I found this to be a working configuration to properly format json:
input:
tail:
parser: dockerCustom
parsers:
enabled: true
json:
- name: dockerCustom
extraEntries: |-
Time_Key time
Time_Format %Y-%m-%dT%H:%M:%S.%L
Time_Keep On
Decode_Field_As escaped_utf8 log do_next
Decode_Field_As json log
I am also experiencing the same problem as others in this thread, and have tried the solutions presented here without success. In every case I'm seeing log: 2019-08-20T16:08:35.976976032Z stdout F {my_properly_formatted_json_map}, with no merging of the json map, and no obvious reason why it's not being merged. I don't have nested json or anything fancy, it appears to be a simple map of key names to strings.
@TarekAS, @gajus Since you both have this working, is it still working for you?
Hi, I'm facing this same problem "log": 2019-09-17T18:17:07.799810563Z stdout F { ... }" using a managed cluster from IBMCloud. I've tried all the options on this post without success.

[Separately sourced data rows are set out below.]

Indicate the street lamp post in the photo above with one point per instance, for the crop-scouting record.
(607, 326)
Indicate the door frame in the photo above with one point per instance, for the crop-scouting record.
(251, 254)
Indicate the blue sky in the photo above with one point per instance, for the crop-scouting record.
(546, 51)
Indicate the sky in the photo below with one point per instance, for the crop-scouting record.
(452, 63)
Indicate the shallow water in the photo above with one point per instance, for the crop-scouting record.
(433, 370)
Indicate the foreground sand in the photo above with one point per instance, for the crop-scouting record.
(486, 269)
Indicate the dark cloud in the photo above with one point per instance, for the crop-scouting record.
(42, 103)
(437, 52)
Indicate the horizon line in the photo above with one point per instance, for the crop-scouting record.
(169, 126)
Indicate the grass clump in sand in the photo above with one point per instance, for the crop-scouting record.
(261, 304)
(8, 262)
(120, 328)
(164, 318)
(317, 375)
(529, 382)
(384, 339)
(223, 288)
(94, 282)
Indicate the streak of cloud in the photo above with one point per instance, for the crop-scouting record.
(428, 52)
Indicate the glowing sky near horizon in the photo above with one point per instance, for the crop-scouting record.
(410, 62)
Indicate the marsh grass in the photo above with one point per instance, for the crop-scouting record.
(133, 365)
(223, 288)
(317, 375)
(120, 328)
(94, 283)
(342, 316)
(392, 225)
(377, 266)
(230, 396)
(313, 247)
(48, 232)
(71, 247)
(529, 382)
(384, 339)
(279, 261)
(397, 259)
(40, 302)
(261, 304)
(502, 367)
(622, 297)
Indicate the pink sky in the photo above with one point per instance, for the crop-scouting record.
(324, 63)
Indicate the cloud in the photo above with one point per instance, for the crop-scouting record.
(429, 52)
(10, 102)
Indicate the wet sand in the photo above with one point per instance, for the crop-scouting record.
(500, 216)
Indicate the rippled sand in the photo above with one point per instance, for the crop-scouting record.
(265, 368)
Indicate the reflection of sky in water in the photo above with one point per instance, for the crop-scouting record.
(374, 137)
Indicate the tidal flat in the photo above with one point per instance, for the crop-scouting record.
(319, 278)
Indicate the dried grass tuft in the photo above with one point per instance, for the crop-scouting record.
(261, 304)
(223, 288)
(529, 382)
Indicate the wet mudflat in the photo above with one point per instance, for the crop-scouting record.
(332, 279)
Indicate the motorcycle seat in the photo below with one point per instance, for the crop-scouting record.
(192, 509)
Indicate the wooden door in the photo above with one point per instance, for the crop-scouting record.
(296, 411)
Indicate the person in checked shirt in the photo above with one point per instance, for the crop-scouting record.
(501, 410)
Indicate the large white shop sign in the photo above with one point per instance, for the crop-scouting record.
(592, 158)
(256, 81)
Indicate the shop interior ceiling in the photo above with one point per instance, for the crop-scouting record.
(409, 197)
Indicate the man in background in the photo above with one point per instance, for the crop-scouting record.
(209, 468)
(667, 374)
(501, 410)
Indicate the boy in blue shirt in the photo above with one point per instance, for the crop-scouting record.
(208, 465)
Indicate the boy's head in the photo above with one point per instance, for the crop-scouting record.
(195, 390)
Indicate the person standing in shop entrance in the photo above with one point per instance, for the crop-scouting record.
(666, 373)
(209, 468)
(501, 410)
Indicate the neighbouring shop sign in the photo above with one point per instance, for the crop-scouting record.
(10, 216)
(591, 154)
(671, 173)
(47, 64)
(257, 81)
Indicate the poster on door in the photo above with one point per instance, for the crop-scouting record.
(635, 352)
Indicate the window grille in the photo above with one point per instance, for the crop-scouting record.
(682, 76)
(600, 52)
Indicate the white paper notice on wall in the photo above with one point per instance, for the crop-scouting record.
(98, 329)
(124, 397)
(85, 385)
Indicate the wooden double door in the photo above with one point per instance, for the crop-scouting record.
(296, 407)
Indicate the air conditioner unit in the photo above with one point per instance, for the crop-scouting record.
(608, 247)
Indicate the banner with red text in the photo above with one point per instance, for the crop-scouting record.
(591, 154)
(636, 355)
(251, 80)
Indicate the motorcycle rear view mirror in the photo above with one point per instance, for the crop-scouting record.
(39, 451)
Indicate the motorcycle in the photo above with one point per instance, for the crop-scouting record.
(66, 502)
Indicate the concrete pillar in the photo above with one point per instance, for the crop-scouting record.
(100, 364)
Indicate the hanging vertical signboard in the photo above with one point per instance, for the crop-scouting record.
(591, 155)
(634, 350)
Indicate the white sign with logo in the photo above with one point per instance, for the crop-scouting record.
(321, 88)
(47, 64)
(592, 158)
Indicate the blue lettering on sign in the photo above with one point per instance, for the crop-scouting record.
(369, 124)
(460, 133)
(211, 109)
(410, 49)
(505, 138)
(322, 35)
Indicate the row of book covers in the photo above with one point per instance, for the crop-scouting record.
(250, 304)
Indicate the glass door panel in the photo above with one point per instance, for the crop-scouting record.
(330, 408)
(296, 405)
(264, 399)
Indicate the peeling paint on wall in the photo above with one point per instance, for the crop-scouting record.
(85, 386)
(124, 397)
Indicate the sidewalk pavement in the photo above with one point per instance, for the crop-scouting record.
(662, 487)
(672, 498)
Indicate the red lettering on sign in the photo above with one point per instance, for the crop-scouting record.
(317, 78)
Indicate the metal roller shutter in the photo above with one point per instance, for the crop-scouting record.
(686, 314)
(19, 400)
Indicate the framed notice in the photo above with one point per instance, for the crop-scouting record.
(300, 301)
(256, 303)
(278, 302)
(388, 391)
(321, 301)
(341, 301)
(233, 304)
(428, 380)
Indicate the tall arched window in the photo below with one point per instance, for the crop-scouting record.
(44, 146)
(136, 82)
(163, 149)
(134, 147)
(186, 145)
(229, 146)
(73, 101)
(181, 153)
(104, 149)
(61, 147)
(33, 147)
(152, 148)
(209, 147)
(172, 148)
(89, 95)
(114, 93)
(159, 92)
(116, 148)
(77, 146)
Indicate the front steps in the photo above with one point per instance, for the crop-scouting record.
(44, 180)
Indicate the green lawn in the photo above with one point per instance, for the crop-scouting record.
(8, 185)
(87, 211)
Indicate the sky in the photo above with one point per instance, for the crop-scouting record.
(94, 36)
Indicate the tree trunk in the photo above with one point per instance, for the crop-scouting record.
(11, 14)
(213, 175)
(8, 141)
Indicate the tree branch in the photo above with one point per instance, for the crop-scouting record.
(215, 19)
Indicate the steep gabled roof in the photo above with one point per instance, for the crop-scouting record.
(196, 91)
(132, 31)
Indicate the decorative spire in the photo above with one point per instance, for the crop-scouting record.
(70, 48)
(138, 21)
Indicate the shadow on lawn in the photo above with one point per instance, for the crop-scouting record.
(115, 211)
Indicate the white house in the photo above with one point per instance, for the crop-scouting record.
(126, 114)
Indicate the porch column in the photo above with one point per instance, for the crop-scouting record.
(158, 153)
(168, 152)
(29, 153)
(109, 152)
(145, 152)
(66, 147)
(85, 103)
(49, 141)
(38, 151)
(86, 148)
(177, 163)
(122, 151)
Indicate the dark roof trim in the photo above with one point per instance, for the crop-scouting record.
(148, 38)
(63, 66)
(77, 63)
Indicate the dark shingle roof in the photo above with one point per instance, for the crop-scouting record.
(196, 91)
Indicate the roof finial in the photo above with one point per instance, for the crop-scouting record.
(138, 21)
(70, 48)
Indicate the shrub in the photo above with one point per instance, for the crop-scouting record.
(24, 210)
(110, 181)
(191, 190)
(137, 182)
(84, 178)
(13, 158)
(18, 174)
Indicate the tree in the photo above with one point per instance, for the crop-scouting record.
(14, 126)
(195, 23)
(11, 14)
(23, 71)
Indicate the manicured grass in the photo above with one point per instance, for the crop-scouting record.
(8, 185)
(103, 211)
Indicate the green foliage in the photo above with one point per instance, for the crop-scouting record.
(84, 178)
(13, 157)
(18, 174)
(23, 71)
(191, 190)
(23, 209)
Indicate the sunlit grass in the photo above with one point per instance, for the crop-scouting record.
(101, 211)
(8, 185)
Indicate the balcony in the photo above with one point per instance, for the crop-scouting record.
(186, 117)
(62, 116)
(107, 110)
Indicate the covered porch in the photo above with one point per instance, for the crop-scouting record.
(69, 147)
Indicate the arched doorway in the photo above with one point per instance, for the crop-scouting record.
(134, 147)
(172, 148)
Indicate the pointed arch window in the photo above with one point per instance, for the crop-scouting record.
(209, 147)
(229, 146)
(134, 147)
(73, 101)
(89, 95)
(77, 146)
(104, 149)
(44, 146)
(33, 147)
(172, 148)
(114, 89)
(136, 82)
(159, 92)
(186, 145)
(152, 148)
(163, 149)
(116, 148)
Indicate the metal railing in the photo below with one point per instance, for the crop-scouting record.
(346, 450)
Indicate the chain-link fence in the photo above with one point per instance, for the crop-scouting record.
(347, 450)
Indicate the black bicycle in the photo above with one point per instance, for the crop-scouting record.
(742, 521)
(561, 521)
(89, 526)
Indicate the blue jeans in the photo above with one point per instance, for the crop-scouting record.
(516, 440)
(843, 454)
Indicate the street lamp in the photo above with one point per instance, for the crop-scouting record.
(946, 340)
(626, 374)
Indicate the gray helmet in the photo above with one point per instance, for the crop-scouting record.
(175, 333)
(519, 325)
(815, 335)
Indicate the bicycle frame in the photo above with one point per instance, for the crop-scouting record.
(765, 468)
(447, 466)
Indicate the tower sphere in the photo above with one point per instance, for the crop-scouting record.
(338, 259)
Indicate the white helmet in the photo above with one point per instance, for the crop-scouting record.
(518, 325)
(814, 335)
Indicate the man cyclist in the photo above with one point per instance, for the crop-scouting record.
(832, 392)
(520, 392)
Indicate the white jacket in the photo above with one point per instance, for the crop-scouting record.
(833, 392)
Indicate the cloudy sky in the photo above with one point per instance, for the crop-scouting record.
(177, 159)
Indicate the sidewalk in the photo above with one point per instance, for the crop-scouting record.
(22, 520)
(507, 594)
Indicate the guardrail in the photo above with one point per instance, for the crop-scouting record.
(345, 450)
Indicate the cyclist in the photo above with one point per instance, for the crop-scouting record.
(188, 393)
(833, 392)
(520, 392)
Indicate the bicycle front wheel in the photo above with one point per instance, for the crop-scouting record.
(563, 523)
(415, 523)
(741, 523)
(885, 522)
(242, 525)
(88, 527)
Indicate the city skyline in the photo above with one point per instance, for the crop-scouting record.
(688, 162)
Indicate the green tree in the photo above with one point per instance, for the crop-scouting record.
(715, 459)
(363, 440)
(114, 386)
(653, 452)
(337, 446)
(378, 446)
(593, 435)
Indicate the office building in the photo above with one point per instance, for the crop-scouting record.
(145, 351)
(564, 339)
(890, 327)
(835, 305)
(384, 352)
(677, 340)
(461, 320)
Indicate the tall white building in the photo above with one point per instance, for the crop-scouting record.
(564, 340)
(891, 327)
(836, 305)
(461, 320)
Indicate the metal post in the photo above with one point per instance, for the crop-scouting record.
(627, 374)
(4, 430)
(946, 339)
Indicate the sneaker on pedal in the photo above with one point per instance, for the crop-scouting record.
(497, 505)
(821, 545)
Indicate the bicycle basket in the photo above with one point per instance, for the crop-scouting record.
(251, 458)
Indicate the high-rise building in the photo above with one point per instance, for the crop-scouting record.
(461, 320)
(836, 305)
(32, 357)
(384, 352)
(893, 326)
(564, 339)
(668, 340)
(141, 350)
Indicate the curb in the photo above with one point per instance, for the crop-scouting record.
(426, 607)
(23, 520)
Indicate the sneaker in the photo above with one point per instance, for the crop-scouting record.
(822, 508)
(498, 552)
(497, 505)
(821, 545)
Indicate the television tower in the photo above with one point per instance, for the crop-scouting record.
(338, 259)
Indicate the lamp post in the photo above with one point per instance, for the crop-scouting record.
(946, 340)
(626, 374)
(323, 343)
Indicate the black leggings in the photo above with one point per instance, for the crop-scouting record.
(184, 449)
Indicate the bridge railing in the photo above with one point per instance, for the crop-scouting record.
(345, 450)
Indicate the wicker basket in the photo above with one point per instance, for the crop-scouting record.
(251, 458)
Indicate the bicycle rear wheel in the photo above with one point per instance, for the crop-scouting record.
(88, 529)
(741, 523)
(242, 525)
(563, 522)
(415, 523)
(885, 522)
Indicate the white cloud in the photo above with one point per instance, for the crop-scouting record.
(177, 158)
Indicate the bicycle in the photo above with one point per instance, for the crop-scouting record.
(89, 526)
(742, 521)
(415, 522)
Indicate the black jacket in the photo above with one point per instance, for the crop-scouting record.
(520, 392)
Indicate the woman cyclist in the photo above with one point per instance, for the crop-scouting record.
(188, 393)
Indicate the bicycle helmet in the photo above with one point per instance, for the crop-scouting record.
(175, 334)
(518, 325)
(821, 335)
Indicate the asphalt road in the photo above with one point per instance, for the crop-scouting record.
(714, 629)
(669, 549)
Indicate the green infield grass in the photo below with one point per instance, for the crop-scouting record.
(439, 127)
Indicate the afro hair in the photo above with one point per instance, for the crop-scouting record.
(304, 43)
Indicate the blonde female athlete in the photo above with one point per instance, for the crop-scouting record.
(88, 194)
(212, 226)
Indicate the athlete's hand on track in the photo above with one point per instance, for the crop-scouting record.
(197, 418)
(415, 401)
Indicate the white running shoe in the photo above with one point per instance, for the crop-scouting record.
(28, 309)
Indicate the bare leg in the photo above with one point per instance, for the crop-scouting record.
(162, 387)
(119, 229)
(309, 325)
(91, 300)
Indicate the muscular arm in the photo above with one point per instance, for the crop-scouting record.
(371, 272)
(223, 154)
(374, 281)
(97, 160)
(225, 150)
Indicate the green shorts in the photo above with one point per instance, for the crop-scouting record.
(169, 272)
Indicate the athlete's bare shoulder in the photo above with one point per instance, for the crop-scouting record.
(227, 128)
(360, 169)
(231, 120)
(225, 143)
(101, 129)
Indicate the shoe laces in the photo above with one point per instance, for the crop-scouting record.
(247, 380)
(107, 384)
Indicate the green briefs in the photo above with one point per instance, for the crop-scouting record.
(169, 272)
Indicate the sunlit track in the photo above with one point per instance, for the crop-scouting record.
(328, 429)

I am facing the same issue "log": 2019-09-17T18:17:07.799810563Z stdout F { ... }" on OpenShift cluster. Any suggestions?
same issue on k3s cluster
"log": 2020-01-31T05:29:30.815679275+03:00 stdout F {"level":"warning","msg":"A new release has been found: 2.1.3. Please consider updating.","time":"2020-01-31T02:29:30Z"}
Same here:
2020-02-13T15:45:55.192902696Z stdout F {"@timestamp":"2020-02-13T15:45:55.192+00:00","@version":"1","message":"Span reported: 852eeff1c903a4e3:19b0f345af5bac8:1ba028c3f553cb66:1 - /permissions/_find_by_traits","logger_name":"io.jaegertracing.reporters.LoggingReporter","thread_name":"http-nio-8080-exec-9","level":"INFO","level_value":20000,"trace.id":"852eeff1c903a4e3"}
After many hours... it looks that I needed to configure
Merge_Log_Trim On.https://docs.fluentbit.io/manual/filter/kubernetes
Everything else works after configuring
Merge_Log_Trim.
I tried the same, but it still appears to have problems with the 2019-01-07T10:52:37.095818517Z stdout F
Log messages from app containers in openshift cluster are updated before they are saved to log files. If the log message from app container is This is test, then when it is saved to the file, something like 2019-01-07T10:52:37.095818517Z stdout F is prepended to the log. If the log message itself is in json format, prepending it with 2019-01-07T10:52:37.095818517Z stdout F invalidates json. I believe https://github.com/cri-o/cri-o/blob/0366d726c1b5b957671412efac86c96b63175987/utils/io/logger.go#L82 does it. I don't think there is any way to get rid of it, but you can configure fluent-bit parser and input to make it more sensible.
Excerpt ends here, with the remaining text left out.